Réforme de la réforme liturgique : des précisions données par le cardinal Ratzinger devenu le pape Benoît XVI

 

 

Le 23 juin 2003, le cardinal Joseph Ratzinger a adressé la lettre suivante au théologien Heins Lothar Barth, de Bonn (Allemagne):

 

Très estimé Monsieur le Docteur Barth,

 

Je vous remercie de votre lettre du 6 avril [2003], à laquelle je ne réponds que maintenant, faute de temps. Vous me demandez de m'engager pour l'autorisation plus élargie du rite romain ancien. Vous savez déjà que j'accueille bien une telle demande, vu que mon engagement dans cette affaire est maintenant connue par tout le monde.

Si le Saint Siège "autorisera le rite ancien de nouveau mondialement et sans limitation" ­comme vous le souhaitez et l'avez entendu par rumeur - n'est pas si facile à dire: trop de catholiques partagent encore une attitude négative - endoctrinée depuis des années - envers la liturgie "traditionnelle", qu'ils appellent orgueilleusement "préconciliaire", et beaucoup d'évêques s'opposeraient massivement à une autorisation générale du rite ancien. La situation est différente si on n'envisage qu'une autorisation limitée; car la demande de la liturgie ancienne est limitée.

Je sais que sa valeur ne dépends point de la demande, mais le nombre des prêtres et laïcs intéressés a cependant une certaine importance. En plus, une telle mesure ne peut être réalisée que progressivement aujourd'hui, une trentaine d'année après la réforme liturgique du Pape Paul VI. Chaque nouvelle précipitation ne produira pas de bons résultats.

Mais je crois que dans l'avenir l'Eglise romaine ne devra avoir qu'un seul rite, l'existence de deux rites étant difficilement "gérable" pour les évêques et les prêtres. Le rite romain de l'avenir devrait être un seul rite, célébré en latin ou en langue populaire, mais basé entièrement dans la tradition du rite ancien. Il pourrait intégrer quelques nouveaux éléments qui ont fait leurs preuves, quelques préfaces, des lectures plus larges - plus de choix qu'avant, mais pas trop - une "Oratio fidelium", cela veut dire une litanie de prières d'intercessions après l'Oremus, avant l'offertoire, ou est sa place primitive.

Très estimé Dr Barth, si vous vous engagez ainsi pour la question liturgique, vous ne serez pas seul et vous préparerez "l'opinion publique de l'Eglise" à des mesures éventuelles en faveur d'un usage plus large des manuels liturgiques anciens. Il faut cependant être prudent quant à l'excitation d'espoirs trop grands, maximaux, auprès des fidèles attachés à la tradition.

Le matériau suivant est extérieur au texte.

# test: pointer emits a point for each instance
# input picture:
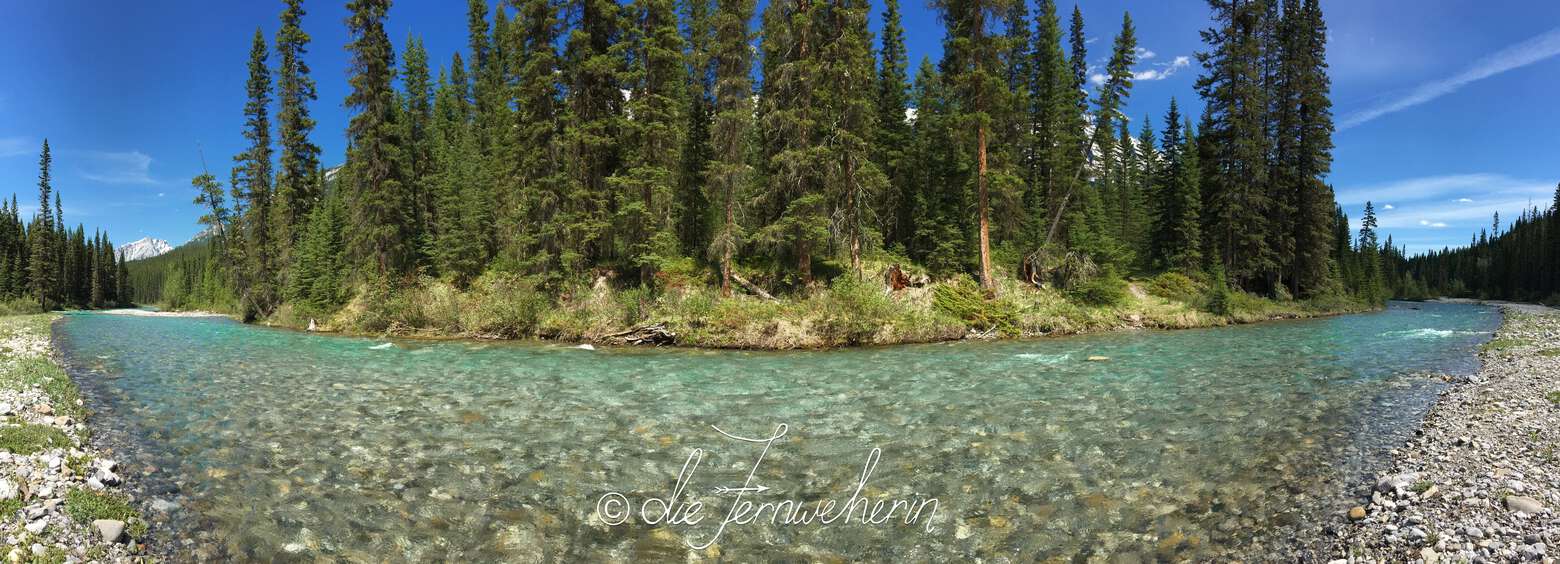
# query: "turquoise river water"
(264, 444)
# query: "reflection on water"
(1183, 444)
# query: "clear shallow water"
(1184, 444)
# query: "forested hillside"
(655, 148)
(46, 265)
(1518, 262)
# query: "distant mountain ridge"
(144, 248)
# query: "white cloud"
(11, 147)
(1513, 56)
(1432, 203)
(117, 167)
(1162, 69)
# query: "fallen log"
(654, 334)
(752, 287)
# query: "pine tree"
(44, 262)
(460, 204)
(592, 133)
(1177, 232)
(944, 236)
(791, 116)
(300, 158)
(253, 183)
(657, 98)
(1370, 257)
(893, 136)
(381, 220)
(732, 116)
(850, 178)
(971, 53)
(534, 229)
(1236, 141)
(691, 203)
(418, 114)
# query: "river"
(1195, 444)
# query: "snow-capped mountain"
(144, 248)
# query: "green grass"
(843, 312)
(28, 438)
(86, 505)
(1506, 343)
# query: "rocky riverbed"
(60, 497)
(1481, 479)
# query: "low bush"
(1177, 287)
(963, 299)
(30, 438)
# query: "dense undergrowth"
(847, 312)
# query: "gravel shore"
(1481, 480)
(60, 497)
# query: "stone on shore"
(111, 528)
(1524, 504)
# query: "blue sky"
(1443, 106)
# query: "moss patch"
(28, 438)
(86, 505)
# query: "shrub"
(1217, 298)
(1175, 285)
(19, 306)
(852, 310)
(1102, 292)
(966, 301)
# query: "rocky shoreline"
(1481, 479)
(60, 497)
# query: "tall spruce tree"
(733, 112)
(971, 53)
(657, 98)
(253, 186)
(893, 134)
(381, 220)
(1234, 134)
(417, 111)
(44, 273)
(297, 187)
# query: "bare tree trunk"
(726, 248)
(985, 225)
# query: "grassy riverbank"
(58, 496)
(849, 312)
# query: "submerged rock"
(109, 528)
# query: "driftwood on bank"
(654, 334)
(752, 287)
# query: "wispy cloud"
(117, 167)
(1158, 72)
(11, 147)
(1513, 56)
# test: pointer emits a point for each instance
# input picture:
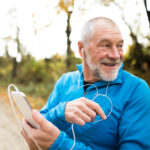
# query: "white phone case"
(24, 107)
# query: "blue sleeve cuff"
(58, 142)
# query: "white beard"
(99, 72)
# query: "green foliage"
(35, 78)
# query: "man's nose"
(114, 53)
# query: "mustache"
(111, 61)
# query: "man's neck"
(88, 75)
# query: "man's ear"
(80, 48)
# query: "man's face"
(104, 53)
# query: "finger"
(39, 119)
(83, 116)
(89, 112)
(77, 120)
(96, 107)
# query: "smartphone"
(24, 107)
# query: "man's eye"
(105, 45)
(120, 46)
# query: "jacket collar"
(100, 83)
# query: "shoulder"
(132, 80)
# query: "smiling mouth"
(109, 64)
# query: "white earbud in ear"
(82, 53)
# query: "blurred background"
(38, 43)
(38, 40)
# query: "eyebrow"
(107, 40)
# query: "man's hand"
(82, 110)
(45, 136)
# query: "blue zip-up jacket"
(128, 126)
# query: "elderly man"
(100, 106)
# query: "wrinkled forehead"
(103, 29)
(101, 26)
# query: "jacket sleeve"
(134, 127)
(63, 142)
(54, 110)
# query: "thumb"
(39, 119)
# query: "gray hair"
(88, 29)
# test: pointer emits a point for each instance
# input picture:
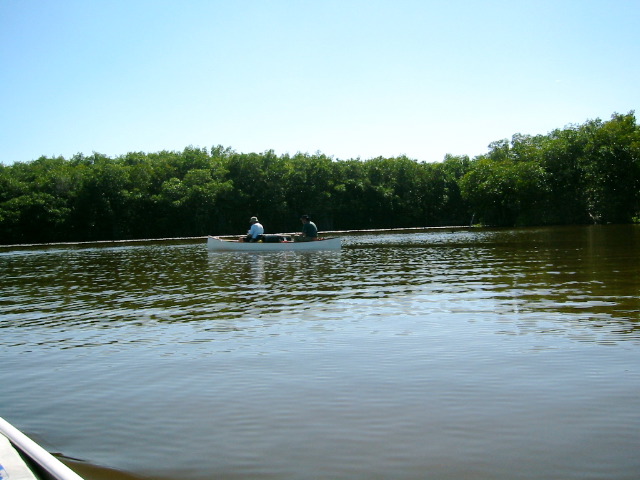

Je me sers de cette occasion de vous remercier de votre engagement appréciable en faveur de la liturgie de l'Eglise romaine, dans vos livres et vos conférences, même si je souhaiterais ici et là plus d'amour et compréhension pour le magistère du Pape et des évêques. Que la semence, que vous semez, grandisse et porte des fruits pour une nouvelle vie renouvelée de l'église, dont la "source et le sommet", son véritable cœur, est et sera cette liturgie. Je vous donne volontiers la bénédiction que vous me demandez.

 

Joseph Cardinal RA TZINGER

 

Notre commentaire: à l'avenir, il ne devra y avoir qu'un seul rite dans l'Eglise romaine, écrit le Cardinal Ratzinger. Cet "unique" rite romain, accompli en latin ou dans une langue courante, devra être le résultat d'une synthèse équilibrée entre le rite en usage avant Vatican Il et certaines pratiques judicieusement (re )introduites dans la liturgie restaurée à la suite du Concile.

Autrement dit, si nous saisissons bien la pensée du Cardinal Ratzinger: pas de "biritualisme" systématique, pas de retour en arrière, mais pas non plus la poursuite d'une

anarchie liturgique qui ferait croire que tout n'a commencé qu'avec Vatican Il. "Fidélité à la Tradition et ouverture à un progrès légitime", comme l'écrivait Jean-Paul Il dans sa Lettre Dominicae Cenae du 24 février 1980, et comme il le redisait dans sa Lettre Vicesimus quintus annus du 4 décembre 1988.

Tel est exactement aussi le point de vue de PRO LITURGIA. Nous demandons à tous, Prêtres, fidèles laïcs, organistes, choristes, responsables paroissiaux à des titres divers, d'oeuvrer dans ce sens, afin de faciliter la tâche difficile mais essentielle de notre pape Benoît XVI.